Sift the flour, baking powder, and salt. Keep aside.
In a bowl, add the melted butter and brown sugar. Mix well for one minute.
Add the Nutella and mix until combined.
Add the eggs one at a time and mix for a few seconds. Do not over mix at this point or the brownies will come out having cake-like texture after incorporating a lot of air.
Add the vanilla and give it a quick mix. Add the dry ingredients and gently stir it in the batter, then add the Nutella buttons and fold it in the batter.

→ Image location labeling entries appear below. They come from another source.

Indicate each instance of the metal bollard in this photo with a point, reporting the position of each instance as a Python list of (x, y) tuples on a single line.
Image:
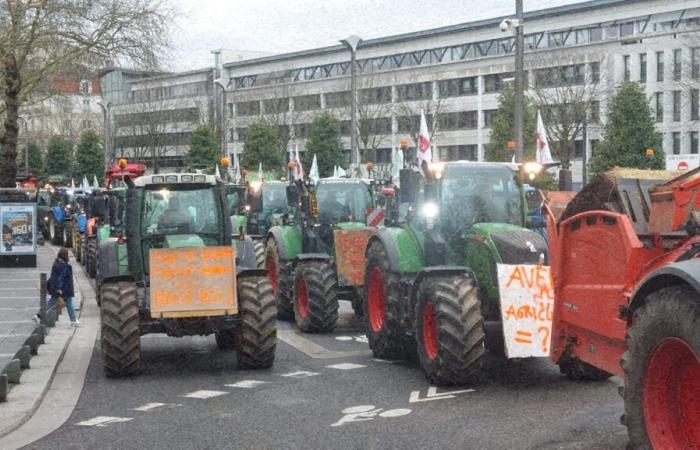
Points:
[(42, 298)]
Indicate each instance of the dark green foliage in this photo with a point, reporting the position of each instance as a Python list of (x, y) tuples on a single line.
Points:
[(59, 157), (204, 149), (261, 145), (502, 129), (629, 130), (89, 157), (324, 141)]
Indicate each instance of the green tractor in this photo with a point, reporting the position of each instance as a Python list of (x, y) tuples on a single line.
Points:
[(430, 275), (255, 208), (310, 262), (173, 271)]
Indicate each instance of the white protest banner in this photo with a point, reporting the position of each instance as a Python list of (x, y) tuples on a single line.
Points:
[(527, 304)]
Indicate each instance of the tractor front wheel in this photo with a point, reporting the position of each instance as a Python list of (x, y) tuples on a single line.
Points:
[(315, 297), (449, 329), (256, 339), (662, 371), (386, 337), (120, 334), (278, 280)]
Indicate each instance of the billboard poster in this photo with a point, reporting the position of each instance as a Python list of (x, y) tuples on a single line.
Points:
[(18, 223)]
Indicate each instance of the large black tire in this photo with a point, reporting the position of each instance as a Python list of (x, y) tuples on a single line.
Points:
[(68, 234), (315, 296), (259, 254), (665, 333), (256, 340), (386, 336), (280, 282), (449, 329), (56, 230), (91, 257), (120, 336)]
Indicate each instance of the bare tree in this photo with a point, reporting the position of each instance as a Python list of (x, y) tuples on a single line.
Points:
[(39, 38), (566, 94)]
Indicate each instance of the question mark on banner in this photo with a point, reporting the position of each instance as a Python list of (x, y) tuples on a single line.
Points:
[(545, 339)]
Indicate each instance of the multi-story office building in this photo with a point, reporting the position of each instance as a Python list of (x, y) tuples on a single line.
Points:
[(456, 73)]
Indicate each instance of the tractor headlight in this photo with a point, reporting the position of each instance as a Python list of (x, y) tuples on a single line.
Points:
[(430, 210)]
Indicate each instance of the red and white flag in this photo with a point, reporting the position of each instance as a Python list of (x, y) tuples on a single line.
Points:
[(425, 152), (542, 153), (298, 169)]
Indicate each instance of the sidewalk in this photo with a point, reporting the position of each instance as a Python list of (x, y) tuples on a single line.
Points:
[(19, 302)]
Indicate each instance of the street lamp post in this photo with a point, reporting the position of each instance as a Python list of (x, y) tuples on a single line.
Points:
[(351, 43), (517, 25)]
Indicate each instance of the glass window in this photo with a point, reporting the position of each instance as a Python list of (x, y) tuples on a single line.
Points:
[(171, 211)]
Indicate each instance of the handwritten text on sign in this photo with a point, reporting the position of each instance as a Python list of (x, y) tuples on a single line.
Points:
[(527, 304), (195, 281)]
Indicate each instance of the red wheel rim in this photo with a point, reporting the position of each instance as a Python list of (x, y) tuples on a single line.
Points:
[(430, 331), (302, 298), (375, 299), (272, 273), (672, 396)]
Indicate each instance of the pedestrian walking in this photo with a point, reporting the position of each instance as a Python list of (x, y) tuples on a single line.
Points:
[(60, 284)]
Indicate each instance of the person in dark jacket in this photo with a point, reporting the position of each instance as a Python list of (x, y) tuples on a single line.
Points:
[(60, 284)]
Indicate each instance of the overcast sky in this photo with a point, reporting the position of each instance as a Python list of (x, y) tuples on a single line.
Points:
[(280, 26)]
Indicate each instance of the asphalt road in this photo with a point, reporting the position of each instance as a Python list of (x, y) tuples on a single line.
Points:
[(190, 395)]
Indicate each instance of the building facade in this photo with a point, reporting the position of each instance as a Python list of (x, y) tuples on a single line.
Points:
[(455, 74)]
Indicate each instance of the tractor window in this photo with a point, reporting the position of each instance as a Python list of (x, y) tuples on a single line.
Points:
[(478, 194), (275, 198), (171, 211), (343, 201)]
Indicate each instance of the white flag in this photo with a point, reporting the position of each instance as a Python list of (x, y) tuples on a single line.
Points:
[(313, 173), (298, 169), (425, 152), (542, 153)]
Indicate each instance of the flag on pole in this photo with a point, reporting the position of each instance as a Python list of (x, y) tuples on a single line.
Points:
[(298, 169), (313, 173), (542, 154), (425, 152)]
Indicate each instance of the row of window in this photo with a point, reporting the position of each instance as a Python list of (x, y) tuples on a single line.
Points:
[(475, 50), (660, 66)]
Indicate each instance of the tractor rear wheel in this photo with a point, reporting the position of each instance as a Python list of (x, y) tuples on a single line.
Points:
[(315, 296), (662, 371), (259, 254), (279, 282), (256, 339), (386, 336), (449, 329), (120, 334), (92, 257)]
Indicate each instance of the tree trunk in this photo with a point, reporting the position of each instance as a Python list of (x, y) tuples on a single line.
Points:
[(9, 138)]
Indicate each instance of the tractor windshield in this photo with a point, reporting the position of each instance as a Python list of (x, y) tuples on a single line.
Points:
[(275, 197), (177, 211), (343, 201), (478, 194)]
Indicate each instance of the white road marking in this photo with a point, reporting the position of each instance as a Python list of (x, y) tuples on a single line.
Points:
[(246, 384), (203, 394), (433, 394), (345, 366), (300, 374), (103, 421), (152, 406)]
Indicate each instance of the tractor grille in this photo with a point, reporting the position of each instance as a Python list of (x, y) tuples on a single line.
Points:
[(515, 247)]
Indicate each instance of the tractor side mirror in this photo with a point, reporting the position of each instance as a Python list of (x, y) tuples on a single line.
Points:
[(408, 180), (292, 196)]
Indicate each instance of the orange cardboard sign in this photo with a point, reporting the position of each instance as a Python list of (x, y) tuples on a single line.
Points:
[(192, 282), (350, 255)]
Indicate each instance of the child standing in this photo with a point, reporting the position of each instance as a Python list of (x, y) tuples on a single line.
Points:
[(60, 284)]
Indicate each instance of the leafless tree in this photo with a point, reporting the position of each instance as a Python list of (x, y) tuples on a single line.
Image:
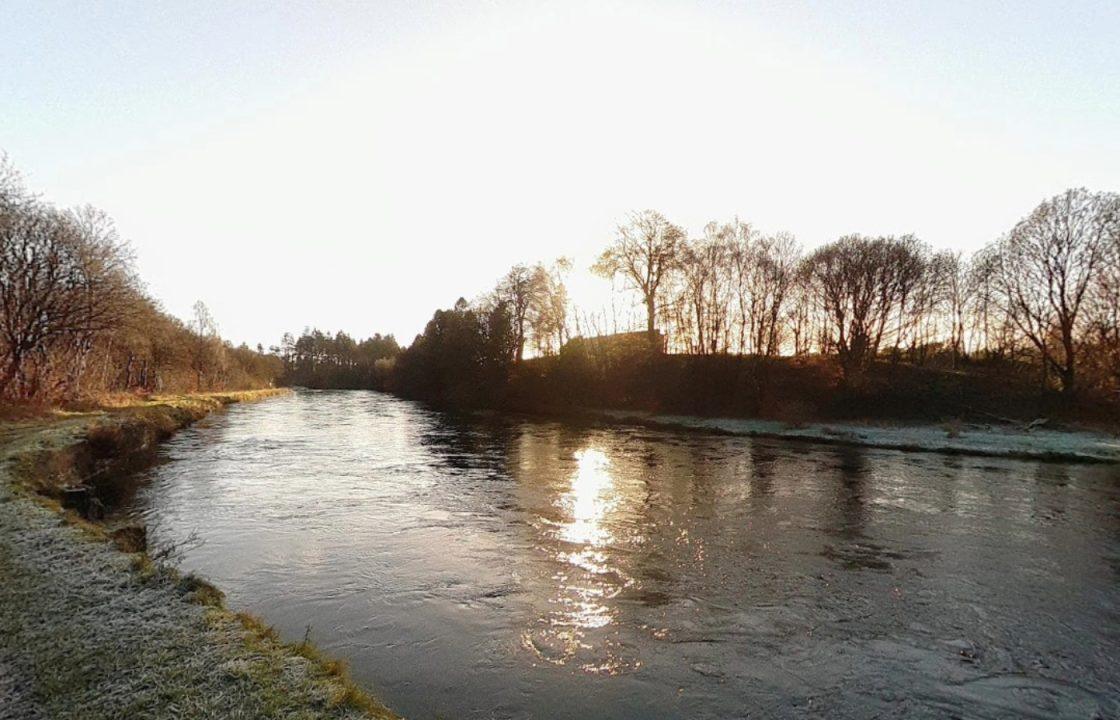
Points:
[(549, 314), (521, 290), (644, 252), (1047, 265), (858, 284)]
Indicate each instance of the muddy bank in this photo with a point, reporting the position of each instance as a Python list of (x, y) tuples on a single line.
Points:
[(1037, 443), (87, 630)]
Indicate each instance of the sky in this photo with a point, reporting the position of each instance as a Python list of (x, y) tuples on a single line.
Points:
[(356, 165)]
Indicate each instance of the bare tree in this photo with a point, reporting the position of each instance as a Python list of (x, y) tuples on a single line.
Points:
[(858, 284), (705, 284), (1047, 264), (521, 290), (644, 252), (549, 314)]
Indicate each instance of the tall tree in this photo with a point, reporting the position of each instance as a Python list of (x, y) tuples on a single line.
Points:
[(644, 252), (1048, 263)]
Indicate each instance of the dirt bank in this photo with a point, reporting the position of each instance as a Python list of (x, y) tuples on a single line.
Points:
[(90, 632)]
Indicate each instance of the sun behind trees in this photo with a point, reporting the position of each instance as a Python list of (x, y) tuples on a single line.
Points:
[(735, 321), (76, 324), (745, 323)]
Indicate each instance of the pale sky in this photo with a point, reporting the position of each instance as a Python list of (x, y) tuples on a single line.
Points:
[(356, 165)]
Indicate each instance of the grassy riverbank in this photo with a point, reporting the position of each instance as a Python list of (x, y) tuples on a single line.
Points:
[(90, 630), (955, 438)]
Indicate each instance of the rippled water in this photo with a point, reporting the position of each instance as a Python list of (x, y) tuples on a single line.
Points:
[(505, 568)]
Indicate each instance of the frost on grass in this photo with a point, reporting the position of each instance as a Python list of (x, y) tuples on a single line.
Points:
[(89, 633), (959, 439)]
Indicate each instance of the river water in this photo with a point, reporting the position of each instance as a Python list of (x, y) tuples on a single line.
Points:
[(512, 568)]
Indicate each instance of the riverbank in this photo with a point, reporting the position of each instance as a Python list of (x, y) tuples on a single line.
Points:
[(1036, 443), (90, 630)]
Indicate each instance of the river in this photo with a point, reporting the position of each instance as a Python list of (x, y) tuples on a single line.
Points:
[(476, 568)]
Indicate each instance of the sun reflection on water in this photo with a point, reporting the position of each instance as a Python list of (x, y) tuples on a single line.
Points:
[(577, 629)]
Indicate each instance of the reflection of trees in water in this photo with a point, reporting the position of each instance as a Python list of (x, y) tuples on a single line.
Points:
[(468, 442), (846, 516)]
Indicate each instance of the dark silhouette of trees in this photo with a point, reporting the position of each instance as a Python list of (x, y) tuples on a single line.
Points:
[(1046, 272), (463, 357), (861, 284), (322, 361), (75, 321), (644, 253)]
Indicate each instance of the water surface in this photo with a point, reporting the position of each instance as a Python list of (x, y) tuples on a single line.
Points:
[(505, 568)]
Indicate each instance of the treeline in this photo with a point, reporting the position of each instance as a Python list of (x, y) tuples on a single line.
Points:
[(75, 321), (1038, 308), (317, 360)]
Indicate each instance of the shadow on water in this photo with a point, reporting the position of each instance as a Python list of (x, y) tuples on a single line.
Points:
[(503, 568)]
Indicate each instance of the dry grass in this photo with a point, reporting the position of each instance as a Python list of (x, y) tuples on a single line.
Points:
[(91, 632)]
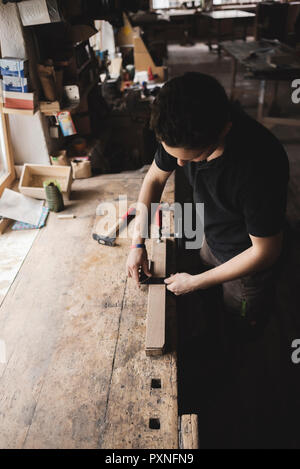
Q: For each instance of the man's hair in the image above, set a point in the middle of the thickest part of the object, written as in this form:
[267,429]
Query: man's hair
[190,111]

Pour the batter in the previously prepared baking pan. Bake the brownies on the top shelf of your oven for 25 minutes if you like the brownies chewy. Bake for 20 to 22 minutes if you like the brownies chewier and gooier.
The brownies are done baking when you insert a toothpick in the middle of the brownies and comes out with few crumbs.
Hold the parchment paper form the sides to pull the brownies out of the baking pan. Place the brownies over a cooling rack to prevent it from overbaking.
After the brownies are set for 10 minutes, cut the Nutella brownies to 16 squares.
Serve warm with vanilla ice cream or at room temperature.
Store the leftover brownies in an airtight container and refrigerate for up to one week.